9. It is also seen that in the case of Union of India v. Babubhai Nyalchand Mehta, reported in 1991 (51) E.L.T. 182, the Supreme Court has held that Bituminised Water-proof packing paper, polythene-lined kraft packing paper, waxed kraft paper, Jute-line bituminised water-proof packing paper, waxed kraft packing paper and Hessian-lined kraft paper, manufactured from kraft paper would be dutiable as they are distinct, separate and different goods known in the market as such from the kraft paper.
10. In the case of K.S. Jhala v. N.H. Hokabay, reported in 1991 (55) E.L.T. 176, the Gujarat High Court has ruled that processing of grey fabrics amounts to manufacture within the meaning of Section 2(f) of the Central Excises and Salt Act, 1944 since a commercially different commodity with its own price structure and custom emerges after processing.
11. It cannot be denied that bare G.I. Steel wires falling under sub-heading 7217.90 of the Schedule to the Central Excise Tariff Act, 1985 and PVC coated insterted wires falling under sub-heading 8544.00 are different commercial commodities having different price structure, name, character and applications. Hence, on the ratio of the judgments quoted above, it has to be held that conversion of G.I. Steel wires into PVC coated insulated steel wires amounts to manufacture in terms of Section 2(f) of the Act.

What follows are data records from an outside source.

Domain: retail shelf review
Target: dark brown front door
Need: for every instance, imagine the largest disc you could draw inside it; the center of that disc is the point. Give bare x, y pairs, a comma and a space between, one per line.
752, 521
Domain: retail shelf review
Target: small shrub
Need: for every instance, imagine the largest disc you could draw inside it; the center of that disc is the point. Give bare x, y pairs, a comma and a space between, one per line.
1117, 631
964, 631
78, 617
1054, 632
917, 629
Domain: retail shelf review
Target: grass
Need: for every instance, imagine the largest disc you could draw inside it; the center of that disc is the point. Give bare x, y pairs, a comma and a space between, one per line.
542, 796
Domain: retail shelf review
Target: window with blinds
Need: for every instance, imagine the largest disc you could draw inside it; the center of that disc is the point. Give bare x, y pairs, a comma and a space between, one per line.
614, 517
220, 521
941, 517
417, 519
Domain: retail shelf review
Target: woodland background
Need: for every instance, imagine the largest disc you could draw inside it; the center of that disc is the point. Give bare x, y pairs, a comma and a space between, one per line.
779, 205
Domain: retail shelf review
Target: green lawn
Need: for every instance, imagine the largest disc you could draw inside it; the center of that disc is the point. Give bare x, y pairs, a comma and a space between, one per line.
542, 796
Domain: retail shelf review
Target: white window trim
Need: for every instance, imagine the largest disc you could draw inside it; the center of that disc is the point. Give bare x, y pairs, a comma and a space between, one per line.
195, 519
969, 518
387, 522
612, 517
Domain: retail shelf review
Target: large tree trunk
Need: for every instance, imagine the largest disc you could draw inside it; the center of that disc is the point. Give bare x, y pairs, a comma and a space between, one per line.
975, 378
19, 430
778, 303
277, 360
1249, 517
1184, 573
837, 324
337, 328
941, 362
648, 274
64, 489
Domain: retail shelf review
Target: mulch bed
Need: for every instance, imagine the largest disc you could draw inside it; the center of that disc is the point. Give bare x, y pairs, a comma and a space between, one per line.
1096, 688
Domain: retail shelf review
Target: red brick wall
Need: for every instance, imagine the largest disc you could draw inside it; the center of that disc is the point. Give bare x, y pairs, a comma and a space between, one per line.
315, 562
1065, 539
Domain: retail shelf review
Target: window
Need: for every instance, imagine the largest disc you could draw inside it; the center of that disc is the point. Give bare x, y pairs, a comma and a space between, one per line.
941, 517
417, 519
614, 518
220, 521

12. In our view, the judgment of the Bombay High Court in the case of X.L. Telecom Pvt. Ltd. v. Union of India (supra) cited by the Learned Counsel is not relevant to the facts of this case since in that case the issue which came up for consideration before the High Court was whether 'Cable Jointing Kits' merited classification under Heading 85.47 or Chapter 39 of the Customs Tariff Act. In support of his contention, the respondents have also placed reliance on the Tribunal's decision in the case of Rexor India Ltd., Faridabad v. Collector of Central Excise, Delhi (supra) in which it has been held that the activity of metallising of printed polyster films brought from outside does not amount to manufacture. The main consideration on which the Tribunal arrived at its finding was that the relevant tariff entry was ("Films whether or not metallised") not explicitly or implicitly capable of lending itself to two sub-classifications viz. films not metallised and films metallised. The Tribunal therefore held that the film which had discharged duty at the unmetallised stage would not attract further duty. In our view, this can also not be of any assistance to the respondents since as observed by us earlier, bare G. I. Steel wires are classifiable under sub-heading 7217.90 and after conversion into PVC coated Insulated Steel Wires, they become commercially different products falling under subheading 8544.00.
13. In view of the above discussion, we hold that conversion by the respondents of G. I. Steel Wires falling under sub-heading 7217.90 into PVC coated insulated wires falling under sub-heading 8544.00 amounted to manufacture in terms of Section 2(f) of the Central Excises and Salt Act, 1944 and on such conversion the product was chargeable to Central Excise Duty.
14. In view of the above discussion, we set aside the impugned order and allow the appeal.